La vida y la seguridad de más de 11.000 personas se vieron afectadas por 83 ataques contra la educación en Colombia en el 2025, según un reporte reciente de NRC. Estos hallazgos revelan que los ataques impactaron a 104 sedes educativas, en nueve de los treinta y dos departamentos del país, donde la organización brinda asistencia humanitaria.
“Seamos claros: la situación sigue siendo crítica y es totalmente inaceptable. No veremos un cambio real y duradero en los territorios hasta que cada una de las partes del conflicto deje de tratar a las escuelas como objetivos. Las escuelas deben permanecer fuera de los límites de la violencia. Es hora de que las obligaciones de las partes en conflicto se transformen en acciones eficaces para proteger el futuro de Colombia”, dijo Rizzo.
Los ataques a la educación incluyeron enfrentamientos armados dentro de los terrenos de las escuelas, la utilización de explosivos en las escuelas y la ocupación de escuelas como bases militares. Estos factores fueron los principales detonantes de la crisis durante el año. Además, el reclutamiento forzado de niñas y niños en las escuelas, junto con el desplazamiento forzado y el homicidio selectivo de docentes, representan una grave amenaza para la educación.
“Los enfrentamientos empezaron cuando todavía estábamos en clase. Uno de los grupos armados se metió directamente en la escuela”, relató a NRC un docente del departamento del Chocó, en el occidente de Colombia. “Les rogamos que se fueran, pero no escucharon.
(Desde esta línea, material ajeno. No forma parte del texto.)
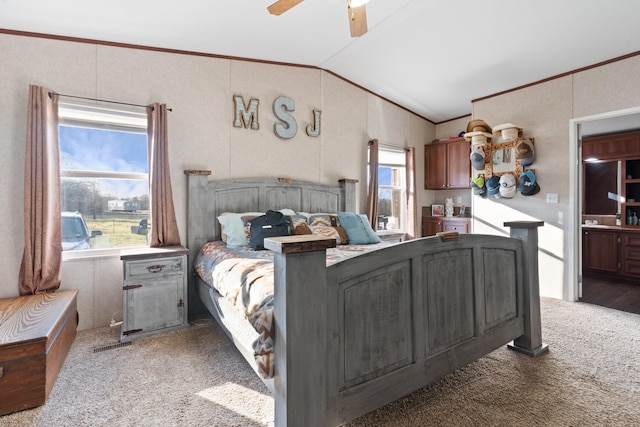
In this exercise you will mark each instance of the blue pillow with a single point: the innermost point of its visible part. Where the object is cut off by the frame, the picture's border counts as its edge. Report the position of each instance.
(358, 228)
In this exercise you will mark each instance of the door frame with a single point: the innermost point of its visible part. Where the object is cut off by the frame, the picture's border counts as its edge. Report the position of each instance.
(575, 183)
Cuando terminaron los combates, nos tocó a nosotros limpiar las secuelas: recoger casquillos de balas, ropa de combatientes y los desechos que habían dejado en nuestros salones”.
Cada dos semanas en promedio, una escuela en Colombia fue utilizada u ocupada con fines militares, según el reporte de NRC. Estas ocupaciones no solo ocasionan el cierre de salones de clase: comprometen directamente el derecho de la niñez a la educación y su futuro. La escuela es a menudo el único lugar donde niñas y niños tienen garantizada la alimentación, estos ataques también les roban su próxima comida.
“La educación no puede esperar a que las armas se silencien; es una cuestión de supervivencia. El Estado y la comunidad internacional no pueden permitirse fallarle a estas niñas y niños. Debemos garantizar que las escuelas sean verdaderos entornos seguros donde los servicios de educación, alimentación y salud nunca se detengan. Porque sabemos cuál es la verdad: un niño con hambre no puede aprender, y un niño fuera de la escuela es una presa fácil para los reclutadores del conflicto”, dijo Rizzo.